Paul’s reputaion preceeded him. He was a Christaian persecuter, a killer. He’s the one who approved of Stephen being stoned to death and likey responsible for the deaths of hundreds of others. He’s the one who was rounding up the Christians and putting them in prison and killing them. In fact, that’s what he was heading out to do when Jesus confronted him on the Road to Damascus.
So, Paul describes himself as “one untimely born” which I think means more than just “not born at the right time. The NIV hints at the Greek meaning with “one abnormally born” becasue the literal meaning is “miscarrage” or “abortion.”
So, while it can mean that Paul is refering to not being around when the other apostles saw Jesus, I think the words more likely refer to how he thought of himself: as a discarded fetus, as a miscarrage, or an aborted child.
That’s pretty graphic but it helps to explain what he means when he calls himself the “least of the apostles, and not fit to be called an apostle, because [he] persecuted the church of God.”
Again, that’s Good news for us. Because if God can save Saul, he can save us. There’s noone who is beyond God’s grace and mercy.
But by the grace of God I am what I am, and His grace toward me did not prove vain; but I labored even more than all of them, yet not I, but the grace of God with me.
By grace Paul was saved and so were we.
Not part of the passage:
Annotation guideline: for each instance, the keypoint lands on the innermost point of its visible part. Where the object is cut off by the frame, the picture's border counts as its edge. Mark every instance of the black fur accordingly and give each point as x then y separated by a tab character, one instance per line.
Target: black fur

As it says in the hymn Amazing Grace “God saved a wretch like me...I once was lost, but now I’m found, was blind but now I see.” Those lines are true of us but also true of Paul.
And that’s what makes Paul the best eyewitness. You see, Paul’s life completely changed as a result of seeing Jesus. Paul didn’t just “accept Jesus into his heart” and then go on with his life; he completely changed direction. God’s grace wasn’t in vain. Before Jesus, Paul was completely against him but afterwards he was completely for him.
Why? Becasue on that road he really saw Jesus and by God’s grace he was completely born again. There’s no other way to explain it. Just seeing “something” doesn’t explain Paul’s ability to change. That’s a result of God’s grace.
So, Paul, the least of all the Apostles, became Christianity’s greatest champion virtually over night. And that’s what makes his testimony so credible.
But don’t make the mistake and think that the best testimonies only come from the worst sinners. This isn’t a competition. God get’s the glory becasue it is His work within us whether it be relativley big or small.
Paul says in verse 11...
Whether then it was I or they, so we preach and so you believed.
Paul labored harder than most but that’s nothing to boast about becasue it was really God doing all of the work. He works through you, and he works through me all for one single purpose: that Christ is preached and that people will believe.
Testifying to the Resurrection is what matters, whether I preach it, or someone else preaches it directly or indierectly through the life they live.
And by God’s grace, may we all continue to believe.